The three-inch claws had mauled Gerda in one stroke, but with her the sinking in of incisors never got started, the grinding done with the molars, according to our father, that turns of itself into something unstoppable. Or seemingly unstoppable. For the bear dropped its head, wagged it, flung off blood, leaned onto one forepaw and then the other, and then, instead of launching itself at Gerda, wheeled around and shuffled away.
Bob was close to death. The husband. He had a little more than an hour left to live.
“He was ready to go,” our father said, with the care his voice had when he said it about a dog. “He was that bad hurt.”
 
THE PINES HAD a fire pit, encircled by a little Stonehenge of log benches and stumps. We were welcome to sit in the circle if we wanted to but not to cook in the pit, or on the old iron charcoal grill next to it, because there was a burn ban. Nearby were two picnic tables; the Burneys would bring out the food.

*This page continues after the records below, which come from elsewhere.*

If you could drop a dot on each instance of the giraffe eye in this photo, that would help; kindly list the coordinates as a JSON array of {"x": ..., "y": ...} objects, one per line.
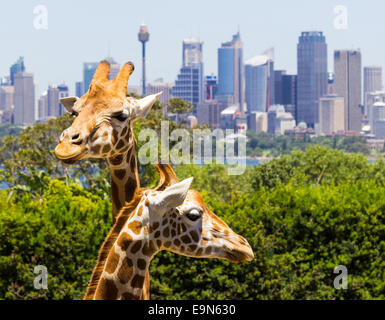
[
  {"x": 121, "y": 116},
  {"x": 193, "y": 214}
]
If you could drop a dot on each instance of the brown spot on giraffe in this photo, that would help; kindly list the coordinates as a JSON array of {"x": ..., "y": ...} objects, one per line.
[
  {"x": 96, "y": 148},
  {"x": 135, "y": 226},
  {"x": 106, "y": 148},
  {"x": 120, "y": 173},
  {"x": 137, "y": 281},
  {"x": 129, "y": 296},
  {"x": 115, "y": 194},
  {"x": 126, "y": 270},
  {"x": 107, "y": 290},
  {"x": 141, "y": 263},
  {"x": 120, "y": 144},
  {"x": 136, "y": 247},
  {"x": 114, "y": 261},
  {"x": 124, "y": 131},
  {"x": 124, "y": 241}
]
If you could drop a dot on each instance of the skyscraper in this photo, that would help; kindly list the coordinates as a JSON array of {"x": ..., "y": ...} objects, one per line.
[
  {"x": 278, "y": 85},
  {"x": 63, "y": 92},
  {"x": 143, "y": 37},
  {"x": 24, "y": 98},
  {"x": 231, "y": 78},
  {"x": 6, "y": 97},
  {"x": 259, "y": 79},
  {"x": 289, "y": 93},
  {"x": 17, "y": 67},
  {"x": 189, "y": 85},
  {"x": 312, "y": 81},
  {"x": 89, "y": 69},
  {"x": 372, "y": 82},
  {"x": 114, "y": 68},
  {"x": 347, "y": 84},
  {"x": 79, "y": 88},
  {"x": 43, "y": 107},
  {"x": 160, "y": 86},
  {"x": 331, "y": 114},
  {"x": 53, "y": 107},
  {"x": 211, "y": 87}
]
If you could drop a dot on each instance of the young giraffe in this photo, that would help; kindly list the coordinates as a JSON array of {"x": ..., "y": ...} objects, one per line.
[
  {"x": 103, "y": 128},
  {"x": 170, "y": 217}
]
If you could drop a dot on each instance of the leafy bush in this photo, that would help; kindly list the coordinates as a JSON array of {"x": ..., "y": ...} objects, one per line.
[{"x": 63, "y": 231}]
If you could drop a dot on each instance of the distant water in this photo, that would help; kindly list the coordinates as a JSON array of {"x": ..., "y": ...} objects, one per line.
[{"x": 249, "y": 162}]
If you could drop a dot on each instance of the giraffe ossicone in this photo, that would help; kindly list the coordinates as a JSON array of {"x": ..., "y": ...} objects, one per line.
[{"x": 171, "y": 217}]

The wedding was a package. The Burneys, who owned The Pines and specialized in weddings, were providing the meals.
We were responsible for the cake. It was one of those rum-filled, heavy, dozen-egg cakes that need an industrial mixer, but not having one I had drunk the rest of the rum and beaten the batter by hand until my arm cramped and I had a relapse and called Eddie, and hung up on his voicemail. He had left the car for me without coming up; I could see it parked a little way down the street. He must have been on his way somewhere himself, to drop if off early like this, confident that I still had my key. Where was he going, not saying a word? Not even flipping a pebble at the window behind which we had been lying mere weeks before with our naked legs entwined.
The next day, the day Shelley and Diana were arriving, my friend Kitty came over with a pastry bag to help me. “Whoa, this thing is
preserved
,” she said, sniffing the cake and hoisting the weight of it on the foil-covered board. When it was thickly iced she splashed red food coloring into what was left and stuffed the bag full and fluted a messy border of roses. She licked her fingers and studied her work. “She won't mind. This is a woman who killed a bear.”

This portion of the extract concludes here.